Le Rwanda : pourquoi ? comment ?

 

Femme priante
 

 

par Esther BUCKENHAM1

 

 

 

Nous en avons beaucoup entendu parler. Il en est peut-être moins question maintenant – mais la souffrance est toujours là. Le Rwanda s’est détruit lui-même. L’année dernière – 1994 – il y a eu 10 séries de massacres, souvent à l’intérieur des églises et des hôpitaux, et ce furent souvent des enfants et des femmes qui furent massacrés.

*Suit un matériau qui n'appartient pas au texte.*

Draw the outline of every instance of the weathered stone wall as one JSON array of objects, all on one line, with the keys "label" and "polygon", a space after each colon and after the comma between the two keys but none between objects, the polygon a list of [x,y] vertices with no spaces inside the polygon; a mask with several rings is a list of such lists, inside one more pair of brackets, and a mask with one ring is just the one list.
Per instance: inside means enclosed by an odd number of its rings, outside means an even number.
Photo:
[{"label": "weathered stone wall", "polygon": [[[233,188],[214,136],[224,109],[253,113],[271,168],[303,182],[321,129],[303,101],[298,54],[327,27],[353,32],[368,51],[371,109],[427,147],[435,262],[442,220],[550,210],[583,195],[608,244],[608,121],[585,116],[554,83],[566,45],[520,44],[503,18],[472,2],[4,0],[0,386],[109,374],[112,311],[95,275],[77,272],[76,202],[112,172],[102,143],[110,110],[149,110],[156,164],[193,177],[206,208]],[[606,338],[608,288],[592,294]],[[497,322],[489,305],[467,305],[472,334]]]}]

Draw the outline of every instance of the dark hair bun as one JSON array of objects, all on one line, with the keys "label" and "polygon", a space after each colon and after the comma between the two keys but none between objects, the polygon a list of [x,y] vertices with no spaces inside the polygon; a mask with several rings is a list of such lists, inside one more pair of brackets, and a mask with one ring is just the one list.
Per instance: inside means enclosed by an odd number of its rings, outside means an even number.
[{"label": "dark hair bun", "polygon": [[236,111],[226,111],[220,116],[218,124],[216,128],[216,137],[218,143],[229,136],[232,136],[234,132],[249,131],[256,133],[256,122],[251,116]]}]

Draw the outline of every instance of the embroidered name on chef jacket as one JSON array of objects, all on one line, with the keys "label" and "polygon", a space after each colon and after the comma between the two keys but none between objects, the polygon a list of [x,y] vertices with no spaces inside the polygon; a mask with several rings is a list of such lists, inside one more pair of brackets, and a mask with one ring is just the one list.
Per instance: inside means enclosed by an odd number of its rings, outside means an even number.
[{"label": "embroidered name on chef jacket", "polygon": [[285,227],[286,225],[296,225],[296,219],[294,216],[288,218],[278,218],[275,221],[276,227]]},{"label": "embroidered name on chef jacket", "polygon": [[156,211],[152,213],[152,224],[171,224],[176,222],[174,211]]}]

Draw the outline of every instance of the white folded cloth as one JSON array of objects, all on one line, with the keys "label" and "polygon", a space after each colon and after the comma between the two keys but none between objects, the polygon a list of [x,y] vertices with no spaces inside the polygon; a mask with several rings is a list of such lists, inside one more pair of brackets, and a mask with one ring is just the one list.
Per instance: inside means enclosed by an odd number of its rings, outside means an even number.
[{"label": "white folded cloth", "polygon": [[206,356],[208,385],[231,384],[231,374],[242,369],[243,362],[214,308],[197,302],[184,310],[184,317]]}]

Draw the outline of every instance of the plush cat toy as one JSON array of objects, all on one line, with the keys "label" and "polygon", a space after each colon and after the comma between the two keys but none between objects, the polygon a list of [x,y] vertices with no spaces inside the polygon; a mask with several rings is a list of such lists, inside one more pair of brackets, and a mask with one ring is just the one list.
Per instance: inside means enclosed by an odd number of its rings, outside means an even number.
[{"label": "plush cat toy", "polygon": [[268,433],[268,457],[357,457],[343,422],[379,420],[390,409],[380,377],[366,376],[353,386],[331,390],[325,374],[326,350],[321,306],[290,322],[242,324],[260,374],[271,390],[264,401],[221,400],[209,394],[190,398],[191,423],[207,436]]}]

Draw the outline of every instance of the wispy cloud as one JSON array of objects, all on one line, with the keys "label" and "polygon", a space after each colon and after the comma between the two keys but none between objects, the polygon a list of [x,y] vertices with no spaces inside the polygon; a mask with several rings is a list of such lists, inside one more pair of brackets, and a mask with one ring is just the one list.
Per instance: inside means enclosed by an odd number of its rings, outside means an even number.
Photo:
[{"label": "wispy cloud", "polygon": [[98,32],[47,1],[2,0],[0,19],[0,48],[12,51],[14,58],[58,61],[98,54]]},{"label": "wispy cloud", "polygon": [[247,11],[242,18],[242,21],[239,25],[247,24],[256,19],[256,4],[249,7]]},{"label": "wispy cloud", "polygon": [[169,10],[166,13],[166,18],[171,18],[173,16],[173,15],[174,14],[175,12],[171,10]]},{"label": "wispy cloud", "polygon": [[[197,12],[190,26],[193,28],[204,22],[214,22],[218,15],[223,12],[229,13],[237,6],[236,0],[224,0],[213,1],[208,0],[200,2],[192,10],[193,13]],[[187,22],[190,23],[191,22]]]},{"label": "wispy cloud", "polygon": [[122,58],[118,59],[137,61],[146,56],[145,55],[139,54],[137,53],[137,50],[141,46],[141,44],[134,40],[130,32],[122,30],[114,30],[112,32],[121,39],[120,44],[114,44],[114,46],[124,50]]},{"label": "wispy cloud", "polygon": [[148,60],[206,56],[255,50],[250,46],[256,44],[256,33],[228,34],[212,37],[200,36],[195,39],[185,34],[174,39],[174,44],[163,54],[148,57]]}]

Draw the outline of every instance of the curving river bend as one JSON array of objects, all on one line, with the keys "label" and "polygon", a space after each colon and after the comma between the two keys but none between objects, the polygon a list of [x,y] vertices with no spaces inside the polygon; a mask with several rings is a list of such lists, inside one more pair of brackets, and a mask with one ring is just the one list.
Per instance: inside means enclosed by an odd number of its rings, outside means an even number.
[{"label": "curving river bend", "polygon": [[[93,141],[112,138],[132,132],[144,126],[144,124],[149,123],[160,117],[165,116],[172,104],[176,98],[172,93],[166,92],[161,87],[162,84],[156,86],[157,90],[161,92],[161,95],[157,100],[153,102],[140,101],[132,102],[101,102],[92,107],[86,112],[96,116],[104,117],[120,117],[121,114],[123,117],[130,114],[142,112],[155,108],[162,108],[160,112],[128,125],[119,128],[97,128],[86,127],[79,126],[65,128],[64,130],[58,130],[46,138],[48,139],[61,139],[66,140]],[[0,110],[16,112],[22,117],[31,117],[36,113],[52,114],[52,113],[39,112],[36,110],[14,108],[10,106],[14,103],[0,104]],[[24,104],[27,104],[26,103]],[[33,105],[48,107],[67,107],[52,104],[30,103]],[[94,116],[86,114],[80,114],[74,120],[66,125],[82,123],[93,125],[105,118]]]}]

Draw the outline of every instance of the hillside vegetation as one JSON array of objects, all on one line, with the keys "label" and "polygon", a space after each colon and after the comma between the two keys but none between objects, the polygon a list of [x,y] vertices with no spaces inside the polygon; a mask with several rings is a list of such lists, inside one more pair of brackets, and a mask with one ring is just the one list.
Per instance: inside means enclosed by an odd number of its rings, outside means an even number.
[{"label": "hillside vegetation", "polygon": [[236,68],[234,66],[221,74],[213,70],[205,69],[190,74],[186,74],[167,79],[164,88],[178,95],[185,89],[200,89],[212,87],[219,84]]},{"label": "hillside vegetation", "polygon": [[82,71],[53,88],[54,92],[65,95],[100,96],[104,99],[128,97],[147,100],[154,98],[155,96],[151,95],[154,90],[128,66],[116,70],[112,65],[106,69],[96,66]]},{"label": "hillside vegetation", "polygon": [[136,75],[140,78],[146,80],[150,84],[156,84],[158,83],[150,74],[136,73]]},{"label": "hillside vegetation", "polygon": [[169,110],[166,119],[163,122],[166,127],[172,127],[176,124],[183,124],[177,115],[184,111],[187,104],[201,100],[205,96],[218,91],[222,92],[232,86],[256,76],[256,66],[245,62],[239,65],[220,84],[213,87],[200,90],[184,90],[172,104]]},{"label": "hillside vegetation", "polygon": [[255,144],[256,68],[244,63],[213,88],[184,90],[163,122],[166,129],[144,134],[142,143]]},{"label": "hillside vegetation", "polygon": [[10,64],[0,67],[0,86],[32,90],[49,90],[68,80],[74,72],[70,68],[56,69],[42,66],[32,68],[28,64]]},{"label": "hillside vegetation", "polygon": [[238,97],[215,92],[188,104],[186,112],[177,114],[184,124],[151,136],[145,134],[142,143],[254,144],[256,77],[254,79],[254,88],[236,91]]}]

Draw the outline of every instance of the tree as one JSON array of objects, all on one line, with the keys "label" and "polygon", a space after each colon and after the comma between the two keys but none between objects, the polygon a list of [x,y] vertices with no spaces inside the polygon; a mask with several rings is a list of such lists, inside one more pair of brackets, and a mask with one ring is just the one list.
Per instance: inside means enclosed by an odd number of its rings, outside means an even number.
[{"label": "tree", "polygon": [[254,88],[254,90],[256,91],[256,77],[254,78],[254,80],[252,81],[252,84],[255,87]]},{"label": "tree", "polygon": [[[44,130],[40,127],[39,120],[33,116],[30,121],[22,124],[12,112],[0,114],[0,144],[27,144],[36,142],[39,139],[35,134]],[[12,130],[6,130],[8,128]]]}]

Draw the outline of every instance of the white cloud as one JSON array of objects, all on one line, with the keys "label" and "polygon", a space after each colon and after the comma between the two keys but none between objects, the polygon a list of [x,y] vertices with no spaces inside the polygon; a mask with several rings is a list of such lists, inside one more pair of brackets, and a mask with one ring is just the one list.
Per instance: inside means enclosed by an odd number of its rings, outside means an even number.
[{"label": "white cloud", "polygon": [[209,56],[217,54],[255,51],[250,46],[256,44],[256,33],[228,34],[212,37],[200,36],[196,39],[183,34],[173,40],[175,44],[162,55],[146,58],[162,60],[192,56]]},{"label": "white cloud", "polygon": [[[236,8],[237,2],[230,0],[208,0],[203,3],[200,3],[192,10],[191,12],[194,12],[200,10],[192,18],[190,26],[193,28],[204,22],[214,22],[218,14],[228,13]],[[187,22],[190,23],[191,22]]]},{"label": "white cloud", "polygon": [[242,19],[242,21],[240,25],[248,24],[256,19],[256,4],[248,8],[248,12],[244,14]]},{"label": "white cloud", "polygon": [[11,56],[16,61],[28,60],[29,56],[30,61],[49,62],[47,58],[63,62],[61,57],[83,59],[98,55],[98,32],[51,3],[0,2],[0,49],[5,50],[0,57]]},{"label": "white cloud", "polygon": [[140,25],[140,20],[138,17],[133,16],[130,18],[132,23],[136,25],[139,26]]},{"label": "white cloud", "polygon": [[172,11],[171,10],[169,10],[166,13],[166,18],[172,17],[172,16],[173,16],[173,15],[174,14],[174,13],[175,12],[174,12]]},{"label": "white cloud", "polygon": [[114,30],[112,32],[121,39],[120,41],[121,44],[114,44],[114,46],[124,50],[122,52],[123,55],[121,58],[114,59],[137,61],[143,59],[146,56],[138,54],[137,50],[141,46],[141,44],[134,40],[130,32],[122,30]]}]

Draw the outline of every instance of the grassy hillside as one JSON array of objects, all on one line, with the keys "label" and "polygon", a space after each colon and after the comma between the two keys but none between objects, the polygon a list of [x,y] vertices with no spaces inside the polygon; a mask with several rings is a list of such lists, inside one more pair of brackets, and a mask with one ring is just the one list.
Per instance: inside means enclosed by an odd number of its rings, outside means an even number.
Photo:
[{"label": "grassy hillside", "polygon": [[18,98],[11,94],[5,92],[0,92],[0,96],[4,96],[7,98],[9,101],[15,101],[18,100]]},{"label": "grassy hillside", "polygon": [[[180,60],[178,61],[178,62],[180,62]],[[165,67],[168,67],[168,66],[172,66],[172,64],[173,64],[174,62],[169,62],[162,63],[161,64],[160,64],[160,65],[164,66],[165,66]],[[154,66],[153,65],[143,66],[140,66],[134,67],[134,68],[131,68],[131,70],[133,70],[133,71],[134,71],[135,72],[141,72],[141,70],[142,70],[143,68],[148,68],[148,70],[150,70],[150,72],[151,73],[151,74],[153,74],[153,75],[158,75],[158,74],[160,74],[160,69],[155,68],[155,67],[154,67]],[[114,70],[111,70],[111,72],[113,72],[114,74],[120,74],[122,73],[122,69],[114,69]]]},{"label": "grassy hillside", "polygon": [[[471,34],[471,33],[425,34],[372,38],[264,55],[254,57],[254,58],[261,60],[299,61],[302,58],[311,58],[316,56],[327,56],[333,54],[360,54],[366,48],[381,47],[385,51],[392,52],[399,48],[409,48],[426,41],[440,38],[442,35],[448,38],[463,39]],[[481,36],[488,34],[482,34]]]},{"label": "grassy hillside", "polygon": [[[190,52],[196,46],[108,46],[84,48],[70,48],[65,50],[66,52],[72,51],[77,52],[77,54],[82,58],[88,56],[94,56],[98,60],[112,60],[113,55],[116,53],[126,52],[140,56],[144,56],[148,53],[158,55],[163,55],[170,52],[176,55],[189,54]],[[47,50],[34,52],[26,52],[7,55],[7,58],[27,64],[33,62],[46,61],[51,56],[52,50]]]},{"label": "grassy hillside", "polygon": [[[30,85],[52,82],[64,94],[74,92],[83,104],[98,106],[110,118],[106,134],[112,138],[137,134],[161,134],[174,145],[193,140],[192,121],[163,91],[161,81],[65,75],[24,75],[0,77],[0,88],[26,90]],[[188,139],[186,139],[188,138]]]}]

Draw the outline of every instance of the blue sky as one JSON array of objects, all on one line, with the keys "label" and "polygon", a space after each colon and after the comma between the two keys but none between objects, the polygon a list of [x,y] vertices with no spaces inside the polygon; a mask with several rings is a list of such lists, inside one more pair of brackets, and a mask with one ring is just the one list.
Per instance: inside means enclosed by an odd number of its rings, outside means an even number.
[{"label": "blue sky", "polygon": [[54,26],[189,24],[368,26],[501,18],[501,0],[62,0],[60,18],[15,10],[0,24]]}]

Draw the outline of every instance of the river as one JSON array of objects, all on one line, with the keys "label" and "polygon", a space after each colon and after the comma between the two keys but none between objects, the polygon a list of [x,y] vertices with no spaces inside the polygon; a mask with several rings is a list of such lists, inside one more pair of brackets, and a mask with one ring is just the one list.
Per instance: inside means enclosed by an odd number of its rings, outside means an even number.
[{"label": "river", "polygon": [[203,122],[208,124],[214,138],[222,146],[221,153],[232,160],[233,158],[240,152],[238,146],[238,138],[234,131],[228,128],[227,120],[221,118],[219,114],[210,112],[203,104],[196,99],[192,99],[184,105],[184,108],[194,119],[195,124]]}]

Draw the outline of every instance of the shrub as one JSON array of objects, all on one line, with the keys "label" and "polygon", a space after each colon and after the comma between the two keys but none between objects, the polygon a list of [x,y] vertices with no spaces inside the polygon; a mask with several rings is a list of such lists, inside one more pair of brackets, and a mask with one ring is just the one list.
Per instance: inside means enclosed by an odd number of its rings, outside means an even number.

Vous direz : « C’était un travail de sauvages, de gens non civilisés, de païens ». Hélas non ! C’était une guerre entre deux tribus chrétiennes !

 

Pays d’holocauste ou de bénédiction ?

 

Aujourd’hui en grande partie oublié, le réveil des années 1920 à 1930 au Rwanda a été une source de bénédiction pour un très grand nombre de chrétiens dans le monde entier. Ceci rend encore plus triste le fait que lorsqu’aujourd’hui le nom Rwanda est prononcé, on pense de suite à la violence, au génocide, à l’autodestruction atroce qui ont ravagé le pays. Comment expliquer ce terrible changement, qui fait qu’actuellement il y a entre 1 et 2 millions de sans-abri – que selon la Croix-Rouge il y a plus de 500 000 disparus – et que les organismes humanitaires donnent à manger à plus de 670 000 personnes chaque jour…

 

Jusqu’au XVe siècle, le Rwanda et son voisin le Burundi étaient le territoire de la tribu Hutu – un peuple agricole, calme, attaché à sa terre et à ses animaux. Une nouvelle ère commença avec une invasion de la tribu Tutsi venue d’Ethiopie. Les Tutsis étaient grands et agressifs, la cohabitation avec les Hutus s’est avérée difficile, des clans se sont formés.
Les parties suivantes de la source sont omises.